Publié le : 29 Mars 2025

Par : Hervé Lancelin

Catégorie : Critique d’art

Temps de lecture : 10 minutes

Dans ses tapisseries et céramiques provocantes, Grayson Perry dissèque avec humour acide les contradictions de la société britannique contemporaine, transformant l’ordinaire en extraordinaire. Ses oeuvres défient l’élitisme du monde de l’art tout en séduisant un public toujours plus large.

Écoutez-moi bien, bande de snobs. Vous pensez tout savoir sur l’art contemporain, avec vos discussions prétentieuses sur la déconstruction post-structuraliste ? Mais connaissez-vous vraiment Grayson Perry, ce chevalier de l’ordre de l’Empire britannique qui se promène en robe à froufrous tout en créant des oeuvres qui vous arracheront ce sourire suffisant ?

Perry n’est pas simplement un artiste, c’est un phénomène culturel, un séisme esthétique qui a secoué l’establishment artistique britannique jusqu’à ses fondations victoriennes. Né en 1960 dans l’Essex, cette région que l’intelligentsia londonienne considère avec un mépris à peine voilé, il a réussi l’impensable : remporter le prestigieux Turner Prize en 2003 et faire entrer la céramique dans le saint des saints de l’art contemporain.

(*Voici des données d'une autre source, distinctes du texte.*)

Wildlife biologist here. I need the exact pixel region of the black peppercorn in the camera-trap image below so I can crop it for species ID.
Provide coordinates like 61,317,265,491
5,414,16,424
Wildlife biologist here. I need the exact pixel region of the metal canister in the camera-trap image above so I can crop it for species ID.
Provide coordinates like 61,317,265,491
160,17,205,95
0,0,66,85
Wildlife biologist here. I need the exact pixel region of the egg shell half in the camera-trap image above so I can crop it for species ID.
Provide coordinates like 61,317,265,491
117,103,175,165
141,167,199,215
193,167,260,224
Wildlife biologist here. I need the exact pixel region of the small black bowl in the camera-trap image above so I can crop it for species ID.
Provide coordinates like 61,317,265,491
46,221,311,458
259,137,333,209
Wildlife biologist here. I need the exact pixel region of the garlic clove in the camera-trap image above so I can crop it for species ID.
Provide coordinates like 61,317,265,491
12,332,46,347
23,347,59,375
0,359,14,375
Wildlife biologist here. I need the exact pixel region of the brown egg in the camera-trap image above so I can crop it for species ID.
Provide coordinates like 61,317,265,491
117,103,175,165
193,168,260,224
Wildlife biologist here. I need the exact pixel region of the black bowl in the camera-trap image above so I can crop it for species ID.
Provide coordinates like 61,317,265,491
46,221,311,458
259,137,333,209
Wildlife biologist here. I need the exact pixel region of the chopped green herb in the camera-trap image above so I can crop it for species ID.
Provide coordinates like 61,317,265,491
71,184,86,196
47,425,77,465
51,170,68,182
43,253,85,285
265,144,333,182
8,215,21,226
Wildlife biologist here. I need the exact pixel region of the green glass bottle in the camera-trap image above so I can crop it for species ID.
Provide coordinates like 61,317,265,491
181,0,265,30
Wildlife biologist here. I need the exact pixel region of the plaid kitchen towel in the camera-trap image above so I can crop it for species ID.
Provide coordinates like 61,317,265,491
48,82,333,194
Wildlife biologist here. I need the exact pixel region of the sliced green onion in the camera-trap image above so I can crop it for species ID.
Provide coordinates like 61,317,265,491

Ce qui distingue Perry, c’est sa capacité presque surnaturelle à tisser une critique sociale mordante dans la trame même de ses oeuvres. Ses vases aux formes classiques, décorés d’images provocantes et de textes irrévérencieux, représentent une collision frontale entre le raffinement technique et une vision sans concession de la société britannique contemporaine. C’est précisément cette tension qui rend son travail si puissant.

Prenons comme exemple sa série de tapisseries “The Vanity of Small Differences” (2012). S’inspirant du “Rake’s Progress” de William Hogarth, Perry nous offre une exploration mordante de la mobilité sociale en Grande-Bretagne. À travers ces six tapisseries monumentales, il suit l’ascension et la chute de Tim Rakewell, un personnage fictif qui navigue entre les classes sociales avec une maladresse tragique. Chaque tapisserie est un microcosme saturé de détails révélateurs : les logos de marques, les objets domestiques, les vêtements, tous ces marqueurs sociaux qui définissent si impitoyablement l’appartenance de classe en Grande-Bretagne.

Cette oeuvre nous rappelle la position de Pierre Bourdieu sur la distinction sociale. Le sociologue français a démontré comment nos goûts esthétiques ne sont pas simplement des préférences personnelles, mais des outils de positionnement social [1]. Dans “La Distinction” (1979), Bourdieu expose comment nos choix culturels servent à renforcer les hiérarchies sociales existantes. Perry illustre brillamment cette théorie, en montrant comment le capital culturel de Tim Rakewell évolue alors qu’il gravit l’échelle sociale, passant des courses au supermarché discount aux dîners gastronomiques.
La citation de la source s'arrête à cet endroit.